The state-founded school was named after William I, German Emperor and King of Prussia. It opened with five classes on 15 October 1874 at its original location on Altroßgärter Predigerstraße in Hinter-Roßgarten. Its first director, Karl Urban of Roßlau, led the effort to move the school to a new building near the Schlossteich in Hintertragheim, which was dedicated in 1879. The main building cost 240,500 Mark, the gym cost 26,200 Mark, and the director's domicile cost 41,100 Mark.

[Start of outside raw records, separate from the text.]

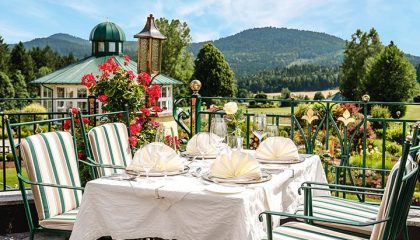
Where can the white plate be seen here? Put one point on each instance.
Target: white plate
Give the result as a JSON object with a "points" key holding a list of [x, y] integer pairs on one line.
{"points": [[224, 189]]}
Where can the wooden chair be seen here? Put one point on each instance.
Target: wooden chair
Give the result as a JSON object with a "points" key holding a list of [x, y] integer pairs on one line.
{"points": [[388, 222], [106, 146], [52, 167]]}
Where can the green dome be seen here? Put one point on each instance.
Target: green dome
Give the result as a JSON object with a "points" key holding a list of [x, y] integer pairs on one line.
{"points": [[107, 32]]}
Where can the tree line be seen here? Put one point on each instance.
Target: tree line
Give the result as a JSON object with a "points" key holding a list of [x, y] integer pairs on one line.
{"points": [[19, 66]]}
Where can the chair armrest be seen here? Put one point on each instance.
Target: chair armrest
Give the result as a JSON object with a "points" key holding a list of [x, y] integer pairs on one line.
{"points": [[352, 223], [95, 164], [25, 180], [337, 187]]}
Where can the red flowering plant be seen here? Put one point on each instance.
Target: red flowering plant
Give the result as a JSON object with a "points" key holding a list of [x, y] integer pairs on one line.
{"points": [[116, 87]]}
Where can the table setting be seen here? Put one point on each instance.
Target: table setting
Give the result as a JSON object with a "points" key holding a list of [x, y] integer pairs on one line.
{"points": [[211, 191]]}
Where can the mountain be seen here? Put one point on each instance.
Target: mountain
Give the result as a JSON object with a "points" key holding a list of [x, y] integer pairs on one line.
{"points": [[260, 49], [248, 52]]}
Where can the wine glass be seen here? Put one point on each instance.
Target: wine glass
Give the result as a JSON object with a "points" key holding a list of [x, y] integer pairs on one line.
{"points": [[202, 142], [150, 162], [259, 126], [219, 129], [272, 131]]}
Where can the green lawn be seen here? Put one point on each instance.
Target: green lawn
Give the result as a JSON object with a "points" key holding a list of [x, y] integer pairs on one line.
{"points": [[413, 112], [11, 178]]}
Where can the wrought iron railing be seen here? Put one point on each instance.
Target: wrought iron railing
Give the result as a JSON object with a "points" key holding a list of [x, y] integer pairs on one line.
{"points": [[320, 120]]}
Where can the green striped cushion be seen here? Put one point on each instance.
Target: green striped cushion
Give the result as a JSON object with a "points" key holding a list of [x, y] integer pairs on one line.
{"points": [[109, 144], [303, 231], [63, 221], [342, 209], [50, 158]]}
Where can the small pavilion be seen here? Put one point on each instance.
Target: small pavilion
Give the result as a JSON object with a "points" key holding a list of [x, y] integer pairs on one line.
{"points": [[107, 40]]}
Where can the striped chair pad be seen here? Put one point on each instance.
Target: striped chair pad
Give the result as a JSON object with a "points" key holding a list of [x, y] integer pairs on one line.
{"points": [[110, 146], [63, 221], [342, 209], [303, 231], [51, 158]]}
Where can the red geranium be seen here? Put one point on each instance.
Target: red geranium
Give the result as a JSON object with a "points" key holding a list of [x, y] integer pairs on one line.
{"points": [[130, 75], [102, 98], [156, 109], [145, 111], [133, 141], [66, 124], [135, 128], [88, 80], [144, 79]]}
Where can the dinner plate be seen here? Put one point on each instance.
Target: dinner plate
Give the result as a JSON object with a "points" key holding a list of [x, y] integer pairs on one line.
{"points": [[290, 161], [188, 155], [158, 174], [265, 176], [224, 189]]}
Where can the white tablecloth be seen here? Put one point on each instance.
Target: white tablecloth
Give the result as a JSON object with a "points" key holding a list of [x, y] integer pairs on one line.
{"points": [[128, 209]]}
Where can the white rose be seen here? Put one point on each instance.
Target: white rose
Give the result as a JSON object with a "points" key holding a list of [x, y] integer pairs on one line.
{"points": [[230, 108]]}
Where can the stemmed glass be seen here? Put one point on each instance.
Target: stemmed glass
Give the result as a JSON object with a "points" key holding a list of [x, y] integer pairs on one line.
{"points": [[218, 128], [272, 131], [164, 135], [259, 126], [202, 142]]}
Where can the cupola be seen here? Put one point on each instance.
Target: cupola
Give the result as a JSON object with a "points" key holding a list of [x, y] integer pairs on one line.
{"points": [[107, 39]]}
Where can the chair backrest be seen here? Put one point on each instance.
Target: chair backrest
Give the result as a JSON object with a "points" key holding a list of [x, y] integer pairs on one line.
{"points": [[397, 197], [51, 158], [110, 146]]}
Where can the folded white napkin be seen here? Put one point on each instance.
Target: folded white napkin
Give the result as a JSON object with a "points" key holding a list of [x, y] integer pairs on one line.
{"points": [[204, 139], [236, 164], [277, 149], [167, 159]]}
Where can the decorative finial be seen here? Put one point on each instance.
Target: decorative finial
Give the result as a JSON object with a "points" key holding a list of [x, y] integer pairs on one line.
{"points": [[195, 86], [366, 98]]}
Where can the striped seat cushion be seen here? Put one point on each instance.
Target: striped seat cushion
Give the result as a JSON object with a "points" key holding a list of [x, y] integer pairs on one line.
{"points": [[51, 158], [303, 231], [110, 146], [342, 209], [64, 221]]}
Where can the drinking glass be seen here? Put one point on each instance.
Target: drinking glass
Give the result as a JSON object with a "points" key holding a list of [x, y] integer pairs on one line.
{"points": [[218, 128], [259, 126], [272, 131], [202, 142]]}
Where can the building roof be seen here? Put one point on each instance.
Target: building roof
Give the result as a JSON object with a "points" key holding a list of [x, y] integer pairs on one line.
{"points": [[72, 74], [107, 32]]}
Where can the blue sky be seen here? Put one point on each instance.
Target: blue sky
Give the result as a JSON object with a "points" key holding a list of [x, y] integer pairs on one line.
{"points": [[23, 20]]}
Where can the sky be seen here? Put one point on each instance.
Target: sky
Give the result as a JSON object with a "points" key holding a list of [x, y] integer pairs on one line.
{"points": [[396, 20]]}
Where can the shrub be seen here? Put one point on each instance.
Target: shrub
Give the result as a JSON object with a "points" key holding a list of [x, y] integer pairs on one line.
{"points": [[319, 96], [34, 108], [378, 111], [394, 148]]}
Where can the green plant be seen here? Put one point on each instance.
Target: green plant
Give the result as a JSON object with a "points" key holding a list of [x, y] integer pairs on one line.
{"points": [[38, 110], [394, 148]]}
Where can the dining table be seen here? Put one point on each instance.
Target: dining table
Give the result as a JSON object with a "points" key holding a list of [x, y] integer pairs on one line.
{"points": [[186, 206]]}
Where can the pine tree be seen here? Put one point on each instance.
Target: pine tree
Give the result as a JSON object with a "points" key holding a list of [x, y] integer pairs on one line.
{"points": [[215, 74], [177, 61], [4, 56], [391, 78], [21, 60], [19, 84], [362, 47], [6, 91]]}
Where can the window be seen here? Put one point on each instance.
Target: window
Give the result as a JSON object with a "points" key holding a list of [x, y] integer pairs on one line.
{"points": [[81, 92], [111, 47], [101, 47], [60, 92]]}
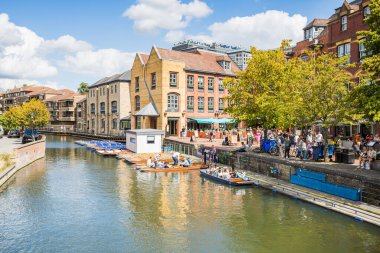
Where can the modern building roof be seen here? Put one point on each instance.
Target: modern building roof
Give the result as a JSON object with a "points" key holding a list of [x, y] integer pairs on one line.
{"points": [[123, 77], [198, 60], [148, 110], [317, 22], [147, 131]]}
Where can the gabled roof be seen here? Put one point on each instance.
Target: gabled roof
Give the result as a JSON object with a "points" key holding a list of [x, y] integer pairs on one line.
{"points": [[319, 22], [44, 90], [148, 110], [199, 61], [126, 76]]}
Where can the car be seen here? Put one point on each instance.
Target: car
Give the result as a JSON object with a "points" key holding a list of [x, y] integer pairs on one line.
{"points": [[14, 134], [27, 139]]}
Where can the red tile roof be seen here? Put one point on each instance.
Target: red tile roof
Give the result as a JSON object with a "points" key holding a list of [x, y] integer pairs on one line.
{"points": [[200, 61]]}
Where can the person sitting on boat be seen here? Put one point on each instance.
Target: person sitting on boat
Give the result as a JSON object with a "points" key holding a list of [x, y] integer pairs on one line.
{"points": [[149, 163], [186, 163]]}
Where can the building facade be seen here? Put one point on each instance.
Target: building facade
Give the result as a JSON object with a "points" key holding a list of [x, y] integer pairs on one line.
{"points": [[81, 115], [62, 110], [171, 90], [108, 105], [237, 54]]}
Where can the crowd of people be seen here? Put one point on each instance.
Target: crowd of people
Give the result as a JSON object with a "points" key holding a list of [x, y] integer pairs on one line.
{"points": [[156, 163]]}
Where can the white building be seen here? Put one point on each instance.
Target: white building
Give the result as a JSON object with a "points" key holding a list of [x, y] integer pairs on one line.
{"points": [[144, 140]]}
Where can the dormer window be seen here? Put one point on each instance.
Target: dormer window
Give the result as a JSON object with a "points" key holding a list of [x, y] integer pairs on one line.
{"points": [[226, 65], [343, 23]]}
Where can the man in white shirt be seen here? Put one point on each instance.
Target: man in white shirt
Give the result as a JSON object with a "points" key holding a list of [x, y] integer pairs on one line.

The Wilhelmsgymnasium's auditorium was decorated with East Prussian-themed paintings by artists from Königsberg in 1889, including Carl Steffeck, Emil Neide, and Georg Knorr. Steffeck created a cycle of paintings depicting Prussian history, starting with the entrance of Grand Master Siegfried von Feuchtwangen into Marienburg Castle. The Wilhelmsgymnasium contained busts by Friedrich Reusch of William I and Emil Grosse, who was the director from 1882 to 1903. Grosse was succeeded by Ernst Wilhelm Wagner from 1903 to 1922.

Notable teachers included Otto Portzehl, senior instructor from 1888 to 1905, and Hans Lullies, a geographer who also taught at the Handelshochschule. The school contained 22 teachers and 533 students in 1901 and 19 teachers and 352 students in 1936. Its most famous alumni were the mathematicians David Hilbert and Jürgen Moser, pianist Alfred Reisenauer, and politician Friedrich von Berg. The building was destroyed in 1944 during the bombing of Königsberg in World War II.